北京市郊外の「九大スーパーグルメ」(10)総まとめ

これまで「北京市郊外の『九大スーパーグルメ』としてご紹介してきた料理の多くは、地元の伝統料理に新たな工夫を加えたメニューであることが分かる。想定しているのは、北京市中心部から来る観光客だ。

北京市の面積は1万6810平方キロメートル。日本で言えば四国の1万8800平方キロメートルに匹敵する広さだ。市内各地の食文化にもかなりの違いがあるため、行く先々の味を楽しめるということになる。

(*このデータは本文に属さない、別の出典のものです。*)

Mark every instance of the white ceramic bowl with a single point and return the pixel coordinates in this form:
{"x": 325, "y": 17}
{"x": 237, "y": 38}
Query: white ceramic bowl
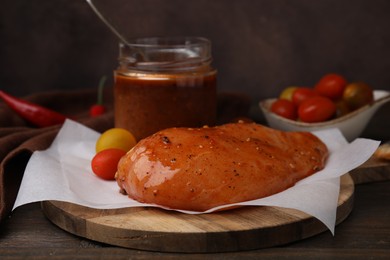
{"x": 351, "y": 125}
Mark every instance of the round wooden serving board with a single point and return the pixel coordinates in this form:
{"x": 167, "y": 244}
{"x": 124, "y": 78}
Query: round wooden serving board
{"x": 155, "y": 229}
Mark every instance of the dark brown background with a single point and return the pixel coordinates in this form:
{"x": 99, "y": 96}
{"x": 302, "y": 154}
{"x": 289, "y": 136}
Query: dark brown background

しかしかつては特に有名な観光地以外は交通の便が悪く、市中心部近くに住む人々が訪れようとしても相当な苦労を覚悟せねばならなかった。つまり手軽な行楽の対象にはならなかった。それが、道路が整備され自家用車を持つ人が大幅に増加。一方、郊外地区に住む人にとっては、新たなビジネスチャンスが出現したと言える。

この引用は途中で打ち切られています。